На полу комнаты лежал дорогой, так и сверкавший солнечным золотым блеском паркет. Стены были обклеена дорогими обоями. Дорогая, чуть ворсистая бумага, причудливый орнамент в виде цветов.
На окне висели пошитые из очень плотной ткани шторы кремового цвета. Они были плотно задёрнуты.
За столом рассаживались юноши и девушки.
Молодые люди были в одеты в рубашки из белого и чёрного шёлка. Манжеты на их рубашках были скреплены золотыми и серебряными запонками. На парнях были
Девушки все были одеты в кружевные платья белого, розового и голубого цветов. Это были очень красивые, несколько фривольные на вид платья. Они были сшиты так, что оставляли открытыми руки, до плеч, сами плечи и добрую половину спины. Юбки были довольно короткими. Почти у всех девиц они немного не доходили до колен. Только у Алины Склизковой юбка была немного ниже колена.
Впрочем, Алину сюда позвали явно по какому-то недоразумению. Она была старостой нашего класса.
На административных должностях в «Протоне» почти всегда сидели подставные лица.
На моей памяти было лишь одно исключение из этого правила. Это директриса Марина Юрьевна в школе на Барклая. Она занимала пост директора и при этом реально правила своим зданием. Но это, как я уже сказал, исключение. Так, случайная девиация.

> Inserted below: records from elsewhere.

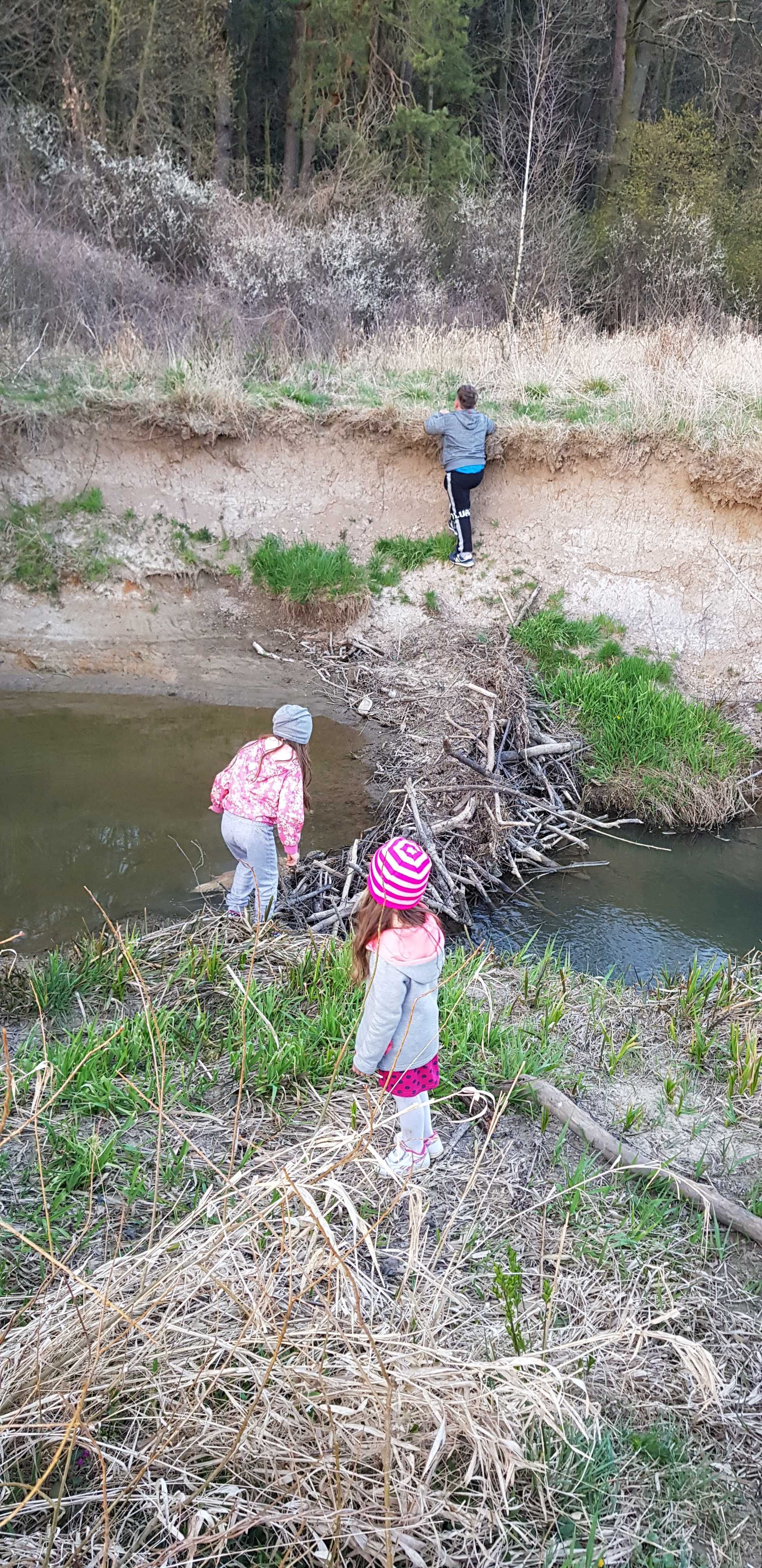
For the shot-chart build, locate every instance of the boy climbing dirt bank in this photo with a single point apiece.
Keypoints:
(463, 455)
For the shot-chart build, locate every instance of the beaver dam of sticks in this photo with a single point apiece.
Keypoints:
(471, 764)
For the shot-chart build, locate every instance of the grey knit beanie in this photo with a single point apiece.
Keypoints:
(292, 723)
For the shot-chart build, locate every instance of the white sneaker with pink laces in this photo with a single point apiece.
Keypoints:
(405, 1162)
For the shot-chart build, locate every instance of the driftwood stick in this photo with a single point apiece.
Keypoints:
(528, 604)
(725, 1209)
(549, 749)
(429, 844)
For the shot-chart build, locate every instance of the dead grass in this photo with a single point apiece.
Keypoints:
(546, 385)
(524, 1358)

В остальном же порядок был таков. Всё административные должности в «Протоне» занимали какие-то серые человечки. Это были унылые, незапоминающиеся, напрочь лишённые индивидуальности люди. Лишь иногда среди них попадались оригинальные типы, – такие, как Оксана Сергеевна. Но это было довольно редко.

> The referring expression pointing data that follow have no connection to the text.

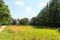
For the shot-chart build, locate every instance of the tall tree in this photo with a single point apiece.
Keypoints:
(5, 16)
(50, 15)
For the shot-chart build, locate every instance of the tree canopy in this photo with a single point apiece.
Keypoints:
(50, 14)
(5, 16)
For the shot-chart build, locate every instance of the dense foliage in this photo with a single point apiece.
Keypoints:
(50, 14)
(5, 16)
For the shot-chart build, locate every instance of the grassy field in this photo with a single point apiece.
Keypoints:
(29, 33)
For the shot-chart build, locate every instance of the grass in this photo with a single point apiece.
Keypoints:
(29, 33)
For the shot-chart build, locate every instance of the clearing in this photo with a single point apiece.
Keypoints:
(28, 33)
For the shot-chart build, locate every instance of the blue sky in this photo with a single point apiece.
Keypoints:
(25, 8)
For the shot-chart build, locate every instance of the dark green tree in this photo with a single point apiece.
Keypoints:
(50, 15)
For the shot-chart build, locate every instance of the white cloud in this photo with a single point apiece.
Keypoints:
(28, 9)
(19, 3)
(41, 5)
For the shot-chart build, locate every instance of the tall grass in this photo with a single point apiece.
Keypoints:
(28, 33)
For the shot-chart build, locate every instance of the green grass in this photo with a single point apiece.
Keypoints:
(29, 33)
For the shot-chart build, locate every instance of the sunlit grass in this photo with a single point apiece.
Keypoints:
(29, 33)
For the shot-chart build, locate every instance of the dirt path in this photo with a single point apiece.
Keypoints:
(2, 28)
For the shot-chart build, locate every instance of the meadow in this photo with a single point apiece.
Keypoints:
(28, 33)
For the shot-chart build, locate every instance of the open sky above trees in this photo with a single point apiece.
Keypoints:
(25, 8)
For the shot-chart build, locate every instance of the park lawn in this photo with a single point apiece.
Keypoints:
(28, 33)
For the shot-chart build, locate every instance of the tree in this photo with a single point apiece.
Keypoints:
(5, 16)
(24, 21)
(50, 14)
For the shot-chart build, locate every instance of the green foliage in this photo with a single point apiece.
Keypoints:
(5, 16)
(50, 14)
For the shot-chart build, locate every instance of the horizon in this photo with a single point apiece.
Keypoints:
(24, 8)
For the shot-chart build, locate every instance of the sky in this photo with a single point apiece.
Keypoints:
(25, 8)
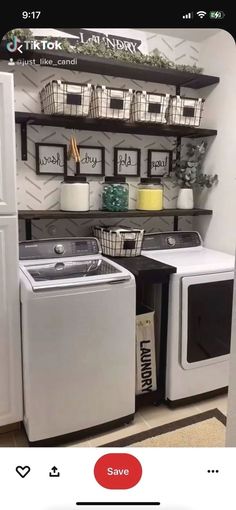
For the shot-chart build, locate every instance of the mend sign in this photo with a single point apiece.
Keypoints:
(118, 471)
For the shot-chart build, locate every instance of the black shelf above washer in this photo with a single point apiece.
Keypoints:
(111, 125)
(116, 68)
(57, 214)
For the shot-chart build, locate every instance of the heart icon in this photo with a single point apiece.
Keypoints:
(23, 471)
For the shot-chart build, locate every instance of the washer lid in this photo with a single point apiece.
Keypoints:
(76, 272)
(65, 270)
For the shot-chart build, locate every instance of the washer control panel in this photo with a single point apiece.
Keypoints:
(170, 240)
(53, 248)
(59, 249)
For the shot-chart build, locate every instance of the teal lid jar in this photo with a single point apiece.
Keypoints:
(115, 194)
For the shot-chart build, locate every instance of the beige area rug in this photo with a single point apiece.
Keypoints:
(202, 430)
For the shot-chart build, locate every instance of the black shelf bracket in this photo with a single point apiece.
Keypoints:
(28, 230)
(24, 152)
(176, 223)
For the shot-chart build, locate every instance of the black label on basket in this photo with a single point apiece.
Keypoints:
(188, 111)
(154, 107)
(116, 103)
(129, 245)
(74, 99)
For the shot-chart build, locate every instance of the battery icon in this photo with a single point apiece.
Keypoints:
(216, 14)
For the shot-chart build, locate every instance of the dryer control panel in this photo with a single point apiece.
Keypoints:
(53, 248)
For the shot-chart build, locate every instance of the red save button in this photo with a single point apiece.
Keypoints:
(118, 471)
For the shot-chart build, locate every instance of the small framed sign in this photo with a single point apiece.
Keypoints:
(51, 159)
(159, 163)
(127, 162)
(92, 160)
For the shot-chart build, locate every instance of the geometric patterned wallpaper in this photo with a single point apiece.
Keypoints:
(42, 192)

Думаю, вы понимаете, зачем это делалась. На самом деле все эти серые человечки никакой реальной властью не обладали. Их работа была занимать место. Всю реальную власть осуществляли другие люди.
Это касалось и должности старосты. Старостой у нас всегда выбирали самого тихого, самого трусливого, лояльного, самого несамостоятельного человека в классе. Староста должен был существовать. Больше от него ничего не требовалось.

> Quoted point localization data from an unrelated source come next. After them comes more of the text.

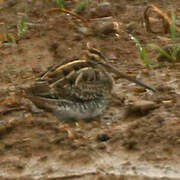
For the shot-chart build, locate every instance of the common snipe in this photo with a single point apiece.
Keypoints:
(77, 89)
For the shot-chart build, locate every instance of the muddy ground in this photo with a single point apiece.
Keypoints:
(131, 140)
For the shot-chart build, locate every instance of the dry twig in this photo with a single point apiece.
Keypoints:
(166, 20)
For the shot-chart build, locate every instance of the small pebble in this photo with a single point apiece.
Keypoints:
(103, 137)
(141, 107)
(102, 10)
(105, 28)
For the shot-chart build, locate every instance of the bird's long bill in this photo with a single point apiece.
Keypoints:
(122, 75)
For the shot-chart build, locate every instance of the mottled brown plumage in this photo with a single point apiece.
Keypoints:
(77, 89)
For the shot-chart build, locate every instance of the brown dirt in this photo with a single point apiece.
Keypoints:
(121, 144)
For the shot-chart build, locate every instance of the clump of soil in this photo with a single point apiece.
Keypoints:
(35, 145)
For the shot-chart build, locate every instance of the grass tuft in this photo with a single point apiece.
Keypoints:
(61, 4)
(22, 25)
(172, 54)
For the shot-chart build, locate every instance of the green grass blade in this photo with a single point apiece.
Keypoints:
(173, 26)
(60, 4)
(81, 6)
(142, 51)
(22, 26)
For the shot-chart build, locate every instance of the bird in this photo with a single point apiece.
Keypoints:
(78, 89)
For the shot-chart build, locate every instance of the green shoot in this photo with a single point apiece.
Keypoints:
(22, 25)
(142, 51)
(60, 4)
(173, 35)
(10, 38)
(172, 54)
(81, 6)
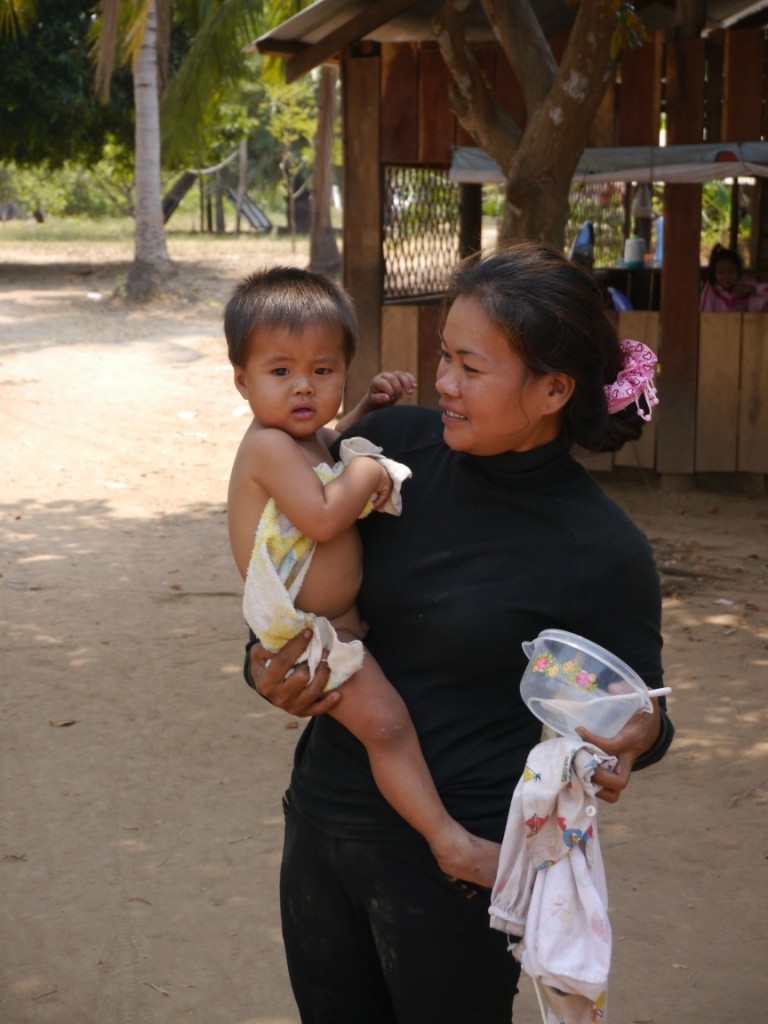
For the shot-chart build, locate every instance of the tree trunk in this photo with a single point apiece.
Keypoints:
(324, 252)
(560, 101)
(242, 181)
(152, 265)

Впрочем, Алина была немного нетипичной старостой. Она была умной и довольно красивой девушкой.
В нашей рабовладельческой корпорации она входила во вторую категорию. Это было ещё до «реформы» шестнадцатого года. После этой реформы она, в отличии от многих, осталась в своей второй категории. А потом оттуда плавно переместилась в первую. Так что школу Алина заканчивала рабыней первой категории.
После школы она сделала себе операцию по смене пола. Теперь её зовут Евгений Сыненов. Милый такой паренёк. Если так посмотреть, то вроде и не скажешь, что он когда-то был девушкой. Но любой, кто знал Адину в подростковом возрасте, сразу же узнает в этом парне Склизкову.
Сейчас Сыненов живёт во Владивостоке. Занимается там какими-то мутными делами, связанными с коноплёй и утилизацией старых рыболовецких судов.
Скорее всего, его не посадят. Слишком уж он неприметный. Тихий такой, спокойный… Неконфликтный абсолютно. Ни с кем никогда не портит отношения. Он таким и раньше был, таким и остался. За это его (тогда ещё её) и выбрали когда-то старостой.
Алина и вправду была со всеми в хороших отношениях. Это было трудно себе представить, но именно так всё и было. В «Протоне» все друг с другом собачились. Нужно было обладать особым, совершенно уникальным талантом, чтобы учиться у нас и ни с кем не ссориться.